Prólogo

Sur de Australia, diciembre 1995

Mary Alice Delaware leyó la carta de nuevo. Era ridícula. Totalmente absurda y, teniendo en cuenta las circunstancias, impertinente. De hecho, tan absurda era que se echó a reír a carcajadas. Levantó la vista de la página y miró hacia el jardín. Solo podía ver el sombrero de su madre moviéndose entre las espuelas de caballero mientras se agachaba a arrancar las malas hierbas de los parterres y tensar la cuerda que sujetaba los largos tallos de las flores a los tutores. A sus setenta y seis años, Florence Leveson no tenía intención de bajar el ritmo. Creía que la desidia haría que sus huesos se calcificaran, igual que un viejo coche en desuso que se oxida. Sostenía que la actividad haría que su batería continuara funcionando. Eso entrañaba practicar la jardinería, dar paseos enérgicos con su perro Baz, preparar tartas, tocar el piano y, para vergüenza de Mary Alice, hacer yoga; ver a su madre vestida de licra era un espectáculo que no se lo deseaba a nadie.

¿Debería o no darle la carta a su madre?

Mary Alice decidió que la guardaría unos días. A fin de cuentas, no había prisa y lo más probable era que Florence la tirara a la basura. No es que su madre no tuviera sentido del humor; Mary Alice no conocía a nadie con más sentido del humor. Poseía la maravillosa capacidad de sanar su corazón con la risa. Y, teniendo en cuenta las tragedias que había sufrido, no era poca cosa. Mary Alice estaba segura de que si alguien podía reírse de esta absurda epístola era Florence. Sin embargo, algo le carcomía debajo de las costillas. Una duda que le advertía que tal vez este podría ser el momento en que el infame sentido del humor de Florence le fallara. Entonces Mary Alice desearía no habérselo mostrado. Y, una vez visto, no sería tan fácil ignorarlo. No, tenía que andar con cuidado.

El sobre estaba dirigido a Mary Alice Delaware, pero contenía una carta para Florence Leveson. En la nota que acompañaba a la carta, el remitente había dejado claro que correspondía a Mary Alice decidir si su madre estaba dispuesta a leerla o no. Al menos en eso, el remitente había tenido tacto. Quería que Mary Alice lo viera primero y tomara la decisión. Era obvio que lo había pensado mucho y había escrito la carta con cuidado.

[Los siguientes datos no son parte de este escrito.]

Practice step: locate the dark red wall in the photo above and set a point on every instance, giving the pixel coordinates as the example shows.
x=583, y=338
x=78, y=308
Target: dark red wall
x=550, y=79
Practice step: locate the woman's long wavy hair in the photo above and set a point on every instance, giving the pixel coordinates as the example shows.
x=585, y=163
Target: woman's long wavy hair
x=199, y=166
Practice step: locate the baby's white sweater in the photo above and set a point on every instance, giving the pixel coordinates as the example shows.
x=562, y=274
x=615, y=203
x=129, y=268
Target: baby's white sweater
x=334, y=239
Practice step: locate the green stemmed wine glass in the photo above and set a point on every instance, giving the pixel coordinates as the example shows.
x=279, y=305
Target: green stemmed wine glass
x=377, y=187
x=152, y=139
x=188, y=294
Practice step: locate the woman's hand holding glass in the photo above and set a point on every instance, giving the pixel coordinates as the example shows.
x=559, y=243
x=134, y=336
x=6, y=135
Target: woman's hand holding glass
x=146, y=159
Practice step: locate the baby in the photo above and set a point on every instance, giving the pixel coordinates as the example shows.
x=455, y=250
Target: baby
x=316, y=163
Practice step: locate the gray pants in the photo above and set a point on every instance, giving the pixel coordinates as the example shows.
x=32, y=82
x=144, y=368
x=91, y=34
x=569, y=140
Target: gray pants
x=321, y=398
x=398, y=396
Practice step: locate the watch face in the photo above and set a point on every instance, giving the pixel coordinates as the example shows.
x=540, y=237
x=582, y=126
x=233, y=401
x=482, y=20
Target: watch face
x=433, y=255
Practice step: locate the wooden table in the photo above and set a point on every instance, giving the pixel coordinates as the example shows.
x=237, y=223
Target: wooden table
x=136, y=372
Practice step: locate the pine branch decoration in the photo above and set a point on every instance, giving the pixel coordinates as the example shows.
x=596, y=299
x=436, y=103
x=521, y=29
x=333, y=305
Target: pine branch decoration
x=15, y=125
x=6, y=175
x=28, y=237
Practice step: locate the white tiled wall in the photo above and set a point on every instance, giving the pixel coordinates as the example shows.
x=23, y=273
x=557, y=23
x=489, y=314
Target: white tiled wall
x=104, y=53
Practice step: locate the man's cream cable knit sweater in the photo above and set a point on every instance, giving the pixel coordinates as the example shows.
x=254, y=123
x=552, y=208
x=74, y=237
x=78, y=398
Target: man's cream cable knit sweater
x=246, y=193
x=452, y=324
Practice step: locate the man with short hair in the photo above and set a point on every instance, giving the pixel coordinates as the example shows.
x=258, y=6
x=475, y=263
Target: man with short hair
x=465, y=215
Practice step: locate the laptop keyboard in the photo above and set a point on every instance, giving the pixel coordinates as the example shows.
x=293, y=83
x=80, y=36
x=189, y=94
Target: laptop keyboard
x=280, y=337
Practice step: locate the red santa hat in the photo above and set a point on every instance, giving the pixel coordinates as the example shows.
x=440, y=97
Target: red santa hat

De hecho, era una carta preciosa. No podía negarlo. Era una carta muy bonita. Y esa era otra razón por la que dudaba; estaba claro que el remitente no era un loco ni una persona malintencionada. Era educado y honesto. Pero, aun así, la carta era muy sensible y, bueno, peculiar.

—¡¿Quieres una taza de té, mamá?! —gritó Mary Alice desde el porche.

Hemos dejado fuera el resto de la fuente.